The best way to see the sounds is from the water, and there are many companies who are more than happy to take you out on a cruise, either a 2 hour scenic or nature cruise, or if you’re a big spender, an overnight on Doubtful, including a gourmet meal. Since I’m on a budget trip, I took the day cruises, one on each of the sounds.
Milford is definitely the more dramatic of the two, with major wow-factor. They’re both a bit hard to get to, more than slightly off the beaten track, but getting there is half the fun! You can stay back in Queenstown and take a flight or a bus, stay out at Milford if you can get a room, or you can stay in tiny Te Anau and drive out to the cruise terminal. It takes about 2 hours without stopping from Te Anau, which is hard as there are several scenic stops and hikes along the way.
I opted to go on the earliest cruise at 9am as I’d heard it was less crowded, less expensive, and most importantly, better light for photography, which meant leaving at 6:30 to arrive for an 8:30 boarding, and left the scenic stops for on my way back.
It rains over 300 days a year there, so there’s a good chance you’ll get a rainy day, which means the waterfalls will be pouring buckets. Otherwise, a sunny still day means mirror-perfect reflections. I was lucky and had a little of both. The morning out on Milford sound featured deep cobalt water, mountains shrouded in mist mirroring themselves, and bright orange kayaks paddling past giant waterfalls. It was cold on the upper outer deck, but I’d layered up, and it was worth it to see the spectacular beauty of this place.
The Milford Track is a famous 6 day hike, and I would have loved to have done it, but it’s so popular and limited that you have to book at least 6 months in advance, and be prepared to open your wallet as it’s $2000 to go on the guided tour.
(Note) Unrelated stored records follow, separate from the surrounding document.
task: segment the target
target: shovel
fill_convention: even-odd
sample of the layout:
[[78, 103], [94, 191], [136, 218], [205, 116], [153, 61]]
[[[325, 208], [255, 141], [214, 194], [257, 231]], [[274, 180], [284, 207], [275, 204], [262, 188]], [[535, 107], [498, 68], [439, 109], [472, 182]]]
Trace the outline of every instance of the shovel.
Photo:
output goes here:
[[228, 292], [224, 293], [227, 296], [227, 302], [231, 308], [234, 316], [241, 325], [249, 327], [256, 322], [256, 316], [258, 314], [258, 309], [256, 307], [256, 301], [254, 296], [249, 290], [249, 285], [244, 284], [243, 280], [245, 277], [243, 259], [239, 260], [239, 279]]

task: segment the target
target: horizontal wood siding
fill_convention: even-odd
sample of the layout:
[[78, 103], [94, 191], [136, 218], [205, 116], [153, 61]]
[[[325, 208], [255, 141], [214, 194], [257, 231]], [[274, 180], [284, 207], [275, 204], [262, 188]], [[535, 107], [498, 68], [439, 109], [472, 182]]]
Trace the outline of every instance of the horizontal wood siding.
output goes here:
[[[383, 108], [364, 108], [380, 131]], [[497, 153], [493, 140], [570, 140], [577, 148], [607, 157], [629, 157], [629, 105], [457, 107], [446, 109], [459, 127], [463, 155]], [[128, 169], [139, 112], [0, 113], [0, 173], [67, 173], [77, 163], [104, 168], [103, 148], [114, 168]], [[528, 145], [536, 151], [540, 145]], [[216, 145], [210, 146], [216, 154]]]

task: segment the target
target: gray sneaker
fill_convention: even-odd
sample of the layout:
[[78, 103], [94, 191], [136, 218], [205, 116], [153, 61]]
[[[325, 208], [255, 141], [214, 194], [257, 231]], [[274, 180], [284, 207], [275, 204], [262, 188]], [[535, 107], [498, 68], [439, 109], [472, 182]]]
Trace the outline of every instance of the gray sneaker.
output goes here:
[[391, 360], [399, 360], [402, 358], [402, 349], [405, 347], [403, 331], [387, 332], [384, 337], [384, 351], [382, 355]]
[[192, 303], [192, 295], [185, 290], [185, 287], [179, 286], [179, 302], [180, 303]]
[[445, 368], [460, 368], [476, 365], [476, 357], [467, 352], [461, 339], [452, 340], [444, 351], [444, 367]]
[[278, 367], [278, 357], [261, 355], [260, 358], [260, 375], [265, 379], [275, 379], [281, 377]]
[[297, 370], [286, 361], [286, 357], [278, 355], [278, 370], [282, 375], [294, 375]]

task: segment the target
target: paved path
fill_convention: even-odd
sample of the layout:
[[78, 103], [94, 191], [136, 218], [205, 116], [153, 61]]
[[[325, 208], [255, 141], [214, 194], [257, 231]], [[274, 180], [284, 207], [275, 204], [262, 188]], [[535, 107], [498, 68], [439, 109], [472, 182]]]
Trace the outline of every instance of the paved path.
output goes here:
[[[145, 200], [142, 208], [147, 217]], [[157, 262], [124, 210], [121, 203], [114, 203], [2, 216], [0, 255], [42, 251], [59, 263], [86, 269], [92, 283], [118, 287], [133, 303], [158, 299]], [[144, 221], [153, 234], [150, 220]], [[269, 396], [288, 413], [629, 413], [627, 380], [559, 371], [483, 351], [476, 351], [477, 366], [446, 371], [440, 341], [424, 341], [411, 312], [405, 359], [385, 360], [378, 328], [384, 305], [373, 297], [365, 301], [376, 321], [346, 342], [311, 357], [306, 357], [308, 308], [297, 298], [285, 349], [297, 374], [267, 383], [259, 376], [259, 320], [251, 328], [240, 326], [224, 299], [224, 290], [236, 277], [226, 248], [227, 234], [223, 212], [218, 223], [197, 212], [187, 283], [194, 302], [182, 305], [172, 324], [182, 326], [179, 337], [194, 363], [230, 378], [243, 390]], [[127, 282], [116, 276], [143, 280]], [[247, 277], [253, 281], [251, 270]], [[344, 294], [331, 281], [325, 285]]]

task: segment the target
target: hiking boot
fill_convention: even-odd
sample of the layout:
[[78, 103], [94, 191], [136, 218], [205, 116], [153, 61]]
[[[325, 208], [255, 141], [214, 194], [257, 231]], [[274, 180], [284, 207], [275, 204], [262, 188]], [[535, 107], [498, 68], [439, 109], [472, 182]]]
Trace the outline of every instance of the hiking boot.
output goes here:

Otherwise, you can save some money, book the huts yourself, and lug all of your own food in.
On the drive back to Te Anau, where I stayed 3 nights in the YHA hostel, I stopped to see a chasm & waterfalls, walk across a swing bridge, and take a few short hikes. Below are a few photos. Can you believe the colors of the water?!
There are also plenty of places to stop for a scenic picnic!
Doubtful Sound is even harder to get to, so I opted to take the bus to the cruise there and leave the driving to somebody else. I’m always meet interesting people on these excursions, and this time was no exception. Neil & Jacqui are from Wales, but have a house they’re fixing up in Bulgaria and plan to spend 6 months there. They’ve invited me to visit if I end up their way!
Doubtful is the bigger of the sounds, with more gradual hills surrounding it. It was less dramatic, but also beautiful, and we saw an island of fur seals frolicking on the rocks.
Check the weather and dress accordingly. It was summer when I was here, and I still had on a base layer, shirt, fleece, rain jacket, jeans, rain pants, gloves, and a wool beanie hat. Don’t like the cold? Me either, but it was totally worth it.